Também há uma coreografia realizada enquanto se canta, essa dança é a mistura da cultura africana, da cultura portuguesa e do que já se tinha aqui no Brasil, por isso, trata-se de uma síntese dessas três culturas, muito apreciada e praticada no século XIX.
Dando um salto para a década de 1940, o baião ganhou novo frescor aqui no Brasil ao ser incorporada a sanfona e as composições daquele que ficou eternamente conhecido como rei do Baião, Luiz Gonzaga assim, esse “novo baião” tomou nova forma, disseminou-se pelo país e cruzou fronteiras, sendo conhecido mundialmente.
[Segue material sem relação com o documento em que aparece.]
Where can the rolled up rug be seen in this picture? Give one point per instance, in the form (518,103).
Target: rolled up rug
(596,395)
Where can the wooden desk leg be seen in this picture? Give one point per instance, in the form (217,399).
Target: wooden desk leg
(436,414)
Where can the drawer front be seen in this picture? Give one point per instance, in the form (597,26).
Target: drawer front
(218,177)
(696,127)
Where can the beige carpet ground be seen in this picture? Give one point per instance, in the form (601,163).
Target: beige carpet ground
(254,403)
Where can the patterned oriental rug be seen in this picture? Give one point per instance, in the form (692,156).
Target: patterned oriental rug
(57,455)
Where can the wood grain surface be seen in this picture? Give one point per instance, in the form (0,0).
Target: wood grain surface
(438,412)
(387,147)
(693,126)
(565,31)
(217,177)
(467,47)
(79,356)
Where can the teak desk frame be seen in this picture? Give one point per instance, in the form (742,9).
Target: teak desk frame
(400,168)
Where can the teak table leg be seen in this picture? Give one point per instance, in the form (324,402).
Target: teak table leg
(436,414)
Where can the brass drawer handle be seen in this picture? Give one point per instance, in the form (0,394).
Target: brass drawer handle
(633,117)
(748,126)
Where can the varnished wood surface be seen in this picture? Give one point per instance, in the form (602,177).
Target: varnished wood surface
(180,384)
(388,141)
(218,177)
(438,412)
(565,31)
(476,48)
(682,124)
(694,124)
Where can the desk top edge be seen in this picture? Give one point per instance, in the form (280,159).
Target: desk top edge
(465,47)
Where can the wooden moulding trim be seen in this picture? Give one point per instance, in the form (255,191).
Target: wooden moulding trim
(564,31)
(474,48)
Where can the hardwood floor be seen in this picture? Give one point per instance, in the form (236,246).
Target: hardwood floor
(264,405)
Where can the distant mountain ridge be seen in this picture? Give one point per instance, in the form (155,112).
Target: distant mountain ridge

Além da sanfona passam acompanhar também o agogô e o triângulo, as vezes chegando até a se usar uma orquestra para as apresentações de baião.
O estilo musical passa a ter força e significância total no Brasil a partir da gravação da música Baião, com uma letra convidativa e um ritmo envolvente, a música composta por Luiz Gonzaga e Humberto Teixeira cai no gosto do brasileiro, veja a letra abaixo:
“Eu vou mostrar pra vocês
Como se dança o baião
E quem quiser aprender
É favor prestar atenção
Morena chegue pra cá
Bem junto ao meu coração
Agora é só me seguir
Pois eu vou dançar o baião
Eu já dancei balancê
Xamego, samba e xerém
Mas o baião tem um quê
Que as outras danças não têm
Quem quiser é só dizer
Pois eu com satisfação
Vou dançar cantando o baião
Eu já cantei no Pará
Toquei sanfona em Belém
Cantei lá no Ceará
E sei o que me convém
Por isso eu quero afirmar
Com toda convicção
Que sou doido pelo baião”
Muitos cantores passam a aderir o baião em seus repertórios e isso se dá principalmente a partir da década de 50, com Emilinha Borba, Ivon Curi, entre outros. Além disso, Luiz Gonzaga, como Rei do Baião tinha sua corte com Carmélia Alves tida como a rainha, Claudete Soares, a princesa e Luiz Vieira, o príncipe.
O Baião passou por um período no ostracismo da história musical brasileira, mas ressurgiu ao final da década de 70 pelas mãos de músicos como: Dominguinhos, Zito Borborema, João do Vale, Quinteto Violado e muitos outros.
O ritmo também inspirou outros, como a tropicália e o rock, em especial o produzido por Raul Seixas que com a junção do rock com o baião foi carinhosamente batizado de Baioque.
Suas letras costumam contar sobre o cotidiano do nordestino e as dificuldades da vida e ficou marcado para sempre na história da música e da cultura brasileira com músicas amplamente conhecidas e cantadas como Asa Branca, Mulher Rendeira, Baião de Dois, Baião da Penha, Boi Bumba e tantos outras.